La tendenza all’autolesionismo politico si è riscontrata talvolta anche fuori dall’Italia, come hanno dimostrato le presidenziali francesi dello scorso aprile. Jean-Luc Mélenchon, leader del movimento radicale La France insoumise, non è riuscito infatti ad accedere al ballottaggio contro Emmanuel Macron a causa dei voti sottrattigli dagli altri cinque candidati di sinistra (vedi Elezioni presidenziali in Francia del 2022). La lezione, tuttavia, sembra essere in parte servita: alle successive elezioni legislative si è formata la Nuova unione popolare ecologica e sociale, un’ampia coalizione di sinistra guidata da Mélenchon che ha sfiorato la vittoria (vedi Alessandro Lauro, La fine di un mito: le elezioni legislative francesi del 2022, in www.lacostituzione.info). La storia, dunque, ci ha insegnato che il “donchisciottismo” è sempre controproducente e un leader capace deve costruire le giuste alleanze per centrare i propri obiettivi politici, senza mai farsi abbagliare dal narcisismo e dalla supponenza.

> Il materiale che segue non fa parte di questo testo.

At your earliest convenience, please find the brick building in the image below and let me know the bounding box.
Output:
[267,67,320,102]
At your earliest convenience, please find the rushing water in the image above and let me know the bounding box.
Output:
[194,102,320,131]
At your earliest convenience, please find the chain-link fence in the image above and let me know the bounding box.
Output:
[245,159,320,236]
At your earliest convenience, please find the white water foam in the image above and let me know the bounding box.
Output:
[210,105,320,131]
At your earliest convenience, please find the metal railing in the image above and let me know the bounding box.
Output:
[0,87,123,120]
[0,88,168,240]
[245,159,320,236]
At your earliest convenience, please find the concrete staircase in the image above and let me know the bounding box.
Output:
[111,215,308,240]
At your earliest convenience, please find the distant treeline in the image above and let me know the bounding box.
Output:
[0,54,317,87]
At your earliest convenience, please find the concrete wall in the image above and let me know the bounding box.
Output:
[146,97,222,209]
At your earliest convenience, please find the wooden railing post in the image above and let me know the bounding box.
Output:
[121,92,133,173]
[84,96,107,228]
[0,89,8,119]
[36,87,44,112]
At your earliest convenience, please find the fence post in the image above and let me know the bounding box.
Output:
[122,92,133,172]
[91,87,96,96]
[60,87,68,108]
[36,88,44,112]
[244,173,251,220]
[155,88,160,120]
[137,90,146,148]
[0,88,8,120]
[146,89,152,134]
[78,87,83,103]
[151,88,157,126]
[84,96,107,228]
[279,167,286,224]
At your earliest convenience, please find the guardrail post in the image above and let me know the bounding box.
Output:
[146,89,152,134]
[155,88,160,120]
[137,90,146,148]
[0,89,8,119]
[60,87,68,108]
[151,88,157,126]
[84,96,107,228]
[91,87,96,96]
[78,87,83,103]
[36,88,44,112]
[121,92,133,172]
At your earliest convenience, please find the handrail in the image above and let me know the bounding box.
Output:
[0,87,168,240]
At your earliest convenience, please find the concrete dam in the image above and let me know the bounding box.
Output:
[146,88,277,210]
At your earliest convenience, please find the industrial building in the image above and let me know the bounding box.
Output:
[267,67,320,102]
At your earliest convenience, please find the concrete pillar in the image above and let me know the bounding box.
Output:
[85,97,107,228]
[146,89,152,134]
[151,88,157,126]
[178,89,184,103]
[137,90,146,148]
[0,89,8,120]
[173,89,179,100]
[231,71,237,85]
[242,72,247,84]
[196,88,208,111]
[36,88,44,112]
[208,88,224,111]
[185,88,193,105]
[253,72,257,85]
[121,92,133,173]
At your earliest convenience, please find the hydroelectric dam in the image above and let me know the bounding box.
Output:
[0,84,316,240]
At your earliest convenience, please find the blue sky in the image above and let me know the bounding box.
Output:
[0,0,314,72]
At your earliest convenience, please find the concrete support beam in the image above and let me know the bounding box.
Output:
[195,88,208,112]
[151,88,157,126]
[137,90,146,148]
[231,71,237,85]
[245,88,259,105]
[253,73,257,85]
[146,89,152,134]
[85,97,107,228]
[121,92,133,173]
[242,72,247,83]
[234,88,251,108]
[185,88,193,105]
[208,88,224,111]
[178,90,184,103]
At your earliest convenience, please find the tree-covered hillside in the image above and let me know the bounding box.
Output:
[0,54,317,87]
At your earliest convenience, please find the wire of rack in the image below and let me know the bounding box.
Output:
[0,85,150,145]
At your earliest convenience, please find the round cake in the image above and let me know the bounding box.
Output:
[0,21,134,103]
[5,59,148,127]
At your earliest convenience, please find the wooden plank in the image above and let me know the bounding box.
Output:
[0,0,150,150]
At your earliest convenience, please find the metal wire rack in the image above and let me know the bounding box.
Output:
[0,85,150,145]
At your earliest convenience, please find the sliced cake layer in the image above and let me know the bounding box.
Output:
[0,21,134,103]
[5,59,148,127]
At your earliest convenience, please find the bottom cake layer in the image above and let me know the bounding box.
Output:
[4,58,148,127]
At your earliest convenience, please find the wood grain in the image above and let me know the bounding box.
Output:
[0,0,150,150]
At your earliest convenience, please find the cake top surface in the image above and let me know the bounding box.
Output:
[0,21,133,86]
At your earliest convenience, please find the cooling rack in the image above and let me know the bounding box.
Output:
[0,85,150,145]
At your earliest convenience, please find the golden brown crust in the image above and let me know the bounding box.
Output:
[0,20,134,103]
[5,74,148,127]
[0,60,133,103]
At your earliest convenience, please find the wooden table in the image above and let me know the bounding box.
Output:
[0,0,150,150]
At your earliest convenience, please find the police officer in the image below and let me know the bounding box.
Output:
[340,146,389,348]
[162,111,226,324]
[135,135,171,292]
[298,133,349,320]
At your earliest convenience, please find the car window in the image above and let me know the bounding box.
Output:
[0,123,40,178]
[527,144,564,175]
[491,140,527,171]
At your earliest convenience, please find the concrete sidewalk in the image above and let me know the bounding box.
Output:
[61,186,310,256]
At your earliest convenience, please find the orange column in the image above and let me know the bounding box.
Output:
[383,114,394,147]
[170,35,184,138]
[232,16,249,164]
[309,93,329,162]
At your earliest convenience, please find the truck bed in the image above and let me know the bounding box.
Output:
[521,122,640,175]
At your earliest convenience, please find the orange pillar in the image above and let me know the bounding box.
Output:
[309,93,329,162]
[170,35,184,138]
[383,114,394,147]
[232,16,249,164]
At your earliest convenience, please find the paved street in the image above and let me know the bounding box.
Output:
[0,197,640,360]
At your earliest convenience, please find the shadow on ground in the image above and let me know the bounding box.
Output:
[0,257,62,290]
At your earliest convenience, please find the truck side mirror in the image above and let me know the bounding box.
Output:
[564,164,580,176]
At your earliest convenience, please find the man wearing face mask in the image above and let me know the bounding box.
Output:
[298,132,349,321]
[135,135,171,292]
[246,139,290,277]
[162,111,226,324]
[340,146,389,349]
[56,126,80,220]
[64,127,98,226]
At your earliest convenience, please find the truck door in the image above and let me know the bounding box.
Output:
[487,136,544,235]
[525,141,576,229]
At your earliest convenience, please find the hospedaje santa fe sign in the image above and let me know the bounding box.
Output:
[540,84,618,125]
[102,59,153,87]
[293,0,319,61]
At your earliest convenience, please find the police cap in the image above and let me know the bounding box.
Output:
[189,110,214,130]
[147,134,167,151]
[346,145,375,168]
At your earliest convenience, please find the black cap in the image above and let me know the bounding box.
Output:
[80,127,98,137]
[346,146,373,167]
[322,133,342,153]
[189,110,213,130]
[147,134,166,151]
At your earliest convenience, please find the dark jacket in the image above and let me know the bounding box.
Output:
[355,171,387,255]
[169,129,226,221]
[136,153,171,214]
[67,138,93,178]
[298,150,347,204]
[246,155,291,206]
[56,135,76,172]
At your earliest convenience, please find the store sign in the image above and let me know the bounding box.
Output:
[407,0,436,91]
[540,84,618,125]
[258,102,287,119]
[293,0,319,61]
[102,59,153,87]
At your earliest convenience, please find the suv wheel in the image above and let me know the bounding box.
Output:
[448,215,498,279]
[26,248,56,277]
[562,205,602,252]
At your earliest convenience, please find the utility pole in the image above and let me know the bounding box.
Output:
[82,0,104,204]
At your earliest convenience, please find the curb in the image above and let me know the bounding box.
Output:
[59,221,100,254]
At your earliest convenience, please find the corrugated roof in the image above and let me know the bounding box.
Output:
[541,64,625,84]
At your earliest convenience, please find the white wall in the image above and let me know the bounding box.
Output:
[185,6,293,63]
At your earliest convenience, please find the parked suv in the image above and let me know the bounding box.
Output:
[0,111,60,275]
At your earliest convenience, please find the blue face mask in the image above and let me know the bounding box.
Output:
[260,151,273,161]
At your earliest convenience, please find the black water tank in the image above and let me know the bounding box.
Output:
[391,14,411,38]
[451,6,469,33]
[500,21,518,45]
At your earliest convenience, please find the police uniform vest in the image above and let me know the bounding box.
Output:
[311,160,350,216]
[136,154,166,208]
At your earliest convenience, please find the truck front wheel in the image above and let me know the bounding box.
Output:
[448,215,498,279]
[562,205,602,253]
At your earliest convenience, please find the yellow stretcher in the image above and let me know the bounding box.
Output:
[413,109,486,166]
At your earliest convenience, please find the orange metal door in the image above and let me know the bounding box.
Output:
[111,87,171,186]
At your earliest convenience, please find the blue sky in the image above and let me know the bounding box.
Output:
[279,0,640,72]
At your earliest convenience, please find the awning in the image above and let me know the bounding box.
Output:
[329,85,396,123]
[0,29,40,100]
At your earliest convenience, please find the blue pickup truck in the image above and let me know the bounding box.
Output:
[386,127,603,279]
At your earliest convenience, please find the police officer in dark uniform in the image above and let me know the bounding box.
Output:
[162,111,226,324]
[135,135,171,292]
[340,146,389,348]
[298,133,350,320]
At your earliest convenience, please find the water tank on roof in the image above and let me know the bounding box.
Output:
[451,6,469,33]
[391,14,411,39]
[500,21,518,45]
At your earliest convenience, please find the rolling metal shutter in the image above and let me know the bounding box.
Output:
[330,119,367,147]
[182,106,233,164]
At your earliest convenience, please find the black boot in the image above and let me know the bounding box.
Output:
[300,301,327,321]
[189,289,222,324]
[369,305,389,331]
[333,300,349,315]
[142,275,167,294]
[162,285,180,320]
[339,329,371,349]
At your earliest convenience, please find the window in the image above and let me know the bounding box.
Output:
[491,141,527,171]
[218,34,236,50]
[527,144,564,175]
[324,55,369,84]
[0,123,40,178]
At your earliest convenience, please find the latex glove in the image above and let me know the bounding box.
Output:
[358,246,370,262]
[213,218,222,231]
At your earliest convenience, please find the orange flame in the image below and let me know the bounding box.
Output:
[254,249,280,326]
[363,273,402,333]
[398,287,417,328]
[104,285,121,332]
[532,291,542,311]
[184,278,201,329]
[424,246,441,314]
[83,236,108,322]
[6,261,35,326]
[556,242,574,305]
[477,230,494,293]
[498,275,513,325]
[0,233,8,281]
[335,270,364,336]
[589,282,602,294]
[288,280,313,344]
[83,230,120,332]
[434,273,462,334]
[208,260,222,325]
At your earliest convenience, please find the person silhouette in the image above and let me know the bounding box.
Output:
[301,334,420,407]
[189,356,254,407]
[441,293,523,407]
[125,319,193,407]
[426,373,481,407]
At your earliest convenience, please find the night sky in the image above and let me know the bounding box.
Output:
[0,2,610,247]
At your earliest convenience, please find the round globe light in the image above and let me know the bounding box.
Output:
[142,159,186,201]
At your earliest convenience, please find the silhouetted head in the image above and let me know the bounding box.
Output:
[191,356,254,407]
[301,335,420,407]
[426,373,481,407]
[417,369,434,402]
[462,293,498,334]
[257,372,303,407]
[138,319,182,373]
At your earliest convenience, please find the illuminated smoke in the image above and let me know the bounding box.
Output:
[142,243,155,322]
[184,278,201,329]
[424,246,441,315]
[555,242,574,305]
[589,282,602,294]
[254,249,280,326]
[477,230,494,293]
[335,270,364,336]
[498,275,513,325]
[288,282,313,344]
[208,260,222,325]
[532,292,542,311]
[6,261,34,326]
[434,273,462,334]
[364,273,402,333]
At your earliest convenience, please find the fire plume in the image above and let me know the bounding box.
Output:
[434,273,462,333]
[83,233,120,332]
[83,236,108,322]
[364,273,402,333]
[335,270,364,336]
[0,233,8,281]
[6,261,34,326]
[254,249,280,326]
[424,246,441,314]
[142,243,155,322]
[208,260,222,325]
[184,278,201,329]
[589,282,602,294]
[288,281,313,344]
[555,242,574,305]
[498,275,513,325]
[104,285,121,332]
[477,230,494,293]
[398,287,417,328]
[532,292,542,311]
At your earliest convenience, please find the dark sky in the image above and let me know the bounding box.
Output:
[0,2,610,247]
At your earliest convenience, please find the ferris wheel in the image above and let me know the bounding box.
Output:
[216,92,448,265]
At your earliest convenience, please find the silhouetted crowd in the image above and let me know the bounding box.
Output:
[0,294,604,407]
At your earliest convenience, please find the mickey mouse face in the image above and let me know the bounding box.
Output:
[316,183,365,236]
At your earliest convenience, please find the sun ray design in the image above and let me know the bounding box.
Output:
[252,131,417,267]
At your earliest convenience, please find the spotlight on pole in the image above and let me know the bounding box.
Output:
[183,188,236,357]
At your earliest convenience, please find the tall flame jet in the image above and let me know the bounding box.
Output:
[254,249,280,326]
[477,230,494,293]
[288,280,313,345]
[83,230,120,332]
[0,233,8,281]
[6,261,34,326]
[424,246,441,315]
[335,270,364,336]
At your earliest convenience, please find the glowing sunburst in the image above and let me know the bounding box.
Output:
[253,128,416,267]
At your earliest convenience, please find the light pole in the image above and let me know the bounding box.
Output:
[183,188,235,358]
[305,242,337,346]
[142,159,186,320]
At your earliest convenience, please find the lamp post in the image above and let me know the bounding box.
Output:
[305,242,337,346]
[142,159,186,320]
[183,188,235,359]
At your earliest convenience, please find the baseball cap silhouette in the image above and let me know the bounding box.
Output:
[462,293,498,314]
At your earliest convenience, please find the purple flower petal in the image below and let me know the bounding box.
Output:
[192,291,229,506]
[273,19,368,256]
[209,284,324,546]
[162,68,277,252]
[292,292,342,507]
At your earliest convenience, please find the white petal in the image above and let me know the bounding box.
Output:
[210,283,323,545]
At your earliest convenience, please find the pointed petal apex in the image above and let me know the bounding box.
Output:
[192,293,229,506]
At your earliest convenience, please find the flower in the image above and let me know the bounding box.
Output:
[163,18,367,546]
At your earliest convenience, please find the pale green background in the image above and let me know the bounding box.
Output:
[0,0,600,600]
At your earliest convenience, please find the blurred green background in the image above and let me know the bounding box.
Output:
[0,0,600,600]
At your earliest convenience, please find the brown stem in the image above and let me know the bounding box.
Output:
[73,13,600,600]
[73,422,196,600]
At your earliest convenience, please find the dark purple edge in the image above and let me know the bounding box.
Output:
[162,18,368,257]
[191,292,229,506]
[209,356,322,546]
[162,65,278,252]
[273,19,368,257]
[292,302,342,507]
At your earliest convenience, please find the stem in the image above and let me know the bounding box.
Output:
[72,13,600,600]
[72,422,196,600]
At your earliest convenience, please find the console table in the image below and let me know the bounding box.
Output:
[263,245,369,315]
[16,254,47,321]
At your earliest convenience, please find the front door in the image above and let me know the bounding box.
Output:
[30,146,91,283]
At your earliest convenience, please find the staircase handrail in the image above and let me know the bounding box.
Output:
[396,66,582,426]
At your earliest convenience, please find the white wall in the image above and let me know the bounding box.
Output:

Le immagini: i simboli elettorali di Alternativa per l’Italia, Forza del popolo, Italexit, Italia sovrana e popolare, Partito comunista dei lavoratori, Partito comunista italiano, Unione popolare, Vita (composizione dell’autore); il simbolo del Partito della rifondazione comunista (fonte: https://it.wikipedia.org); Jean-Luc Mélenchon (autore: Fred Marvaux; fonte: https://it.wikipedia.org).

Giuseppe Licandro

(LucidaMente 3000, anno XVII, n. 203, novembre 2022)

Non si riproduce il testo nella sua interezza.